Bien entendu, les nouveaux membres bénéficieront des retours d’expériences et de l’appui méthodologique des autres structures. Ainsi le CIDR partagera son expérience de pilote en matière d’analyse des processus et de capitalisation.

Comment concrètement va s’effectuer la mise en œuvre ?

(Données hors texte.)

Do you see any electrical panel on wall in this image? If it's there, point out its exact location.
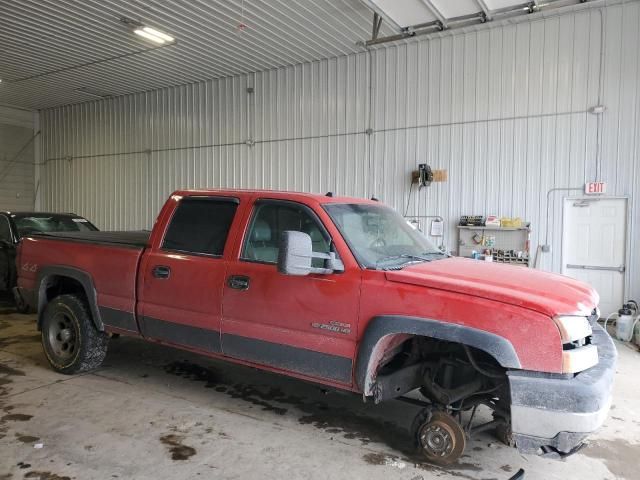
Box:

Ce n’est pas un « big bang », mais une progression en étapes. J’imagine 3 grandes phases séparées par des jalons de décision :

- En phase 1, le CIDR met en œuvre des actions pilotes sur le périmètre de sa structure. Les membres de l’AIDR et leurs structures sont invités à participer à l’expérimentation en tant qu’utilisateurs. A l’issu de cette phase, qui doit se dérouler sur l’année 2006, les membres de l’AIDR se prononcent sur l’élargissement du périmètre à leurs structures.

- En phase 2, les structures volontaires s’engagent dans des actions d’amélioration de leurs processus et pratiques de capitalisation, en s’appuyant sur l’expérience du CIDR. Elles acquièrent un rôle actif en tant que producteurs de connaissances.

- Enfin, en Phase 3 : L’extension du périmètre se poursuit, des institutions sélectionnées peuvent être invitées à rejoindre le réseau, avec l’appui méthodologique des structures de l’AIDR.

Quels sont selon vous les critères de succès d’une telle démarche ?

Nos objectifs sont très ambitieux, il ne faut sous-estimer ni les efforts à fournir au départ, notamment en matière de capitalisation, ni la conduite du changement. Faire évoluer ses façons de faire, apprendre à partager ses pratiques, à mutualiser ses expériences, à capitaliser, à former, à faire confiance... cela ne va pas de soi, et les bénéfices ne sont pas forcément immédiats !

Nous veillerons à ce que la démarche reste la plus concrète possible. Ainsi, les actions pilotes en cours n’ont pas été choisies au hasard : elles répondent à des attentes prioritaires des acteurs, et elles sont conçues pour aboutir rapidement à de premiers livrables.

D’autre part, les efforts individuels et collectifs réalisés seront valorisés. A ce titre, je tiens à souligner le travail remarquable fourni par les équipes de microfinance et ESOP en matière d’analyse de processus et de capitalisation.

Quel message souhaiteriez-vous faire passer ?

La priorité est que chacun comprenne bien l’enjeu de la démarche. Aussi, je vous invite tous à exprimer vos réactions, questions et suggestions diverses sur le forum, qui, comme l’ « arbre à palabres » est un espace d’écoute et de concertation.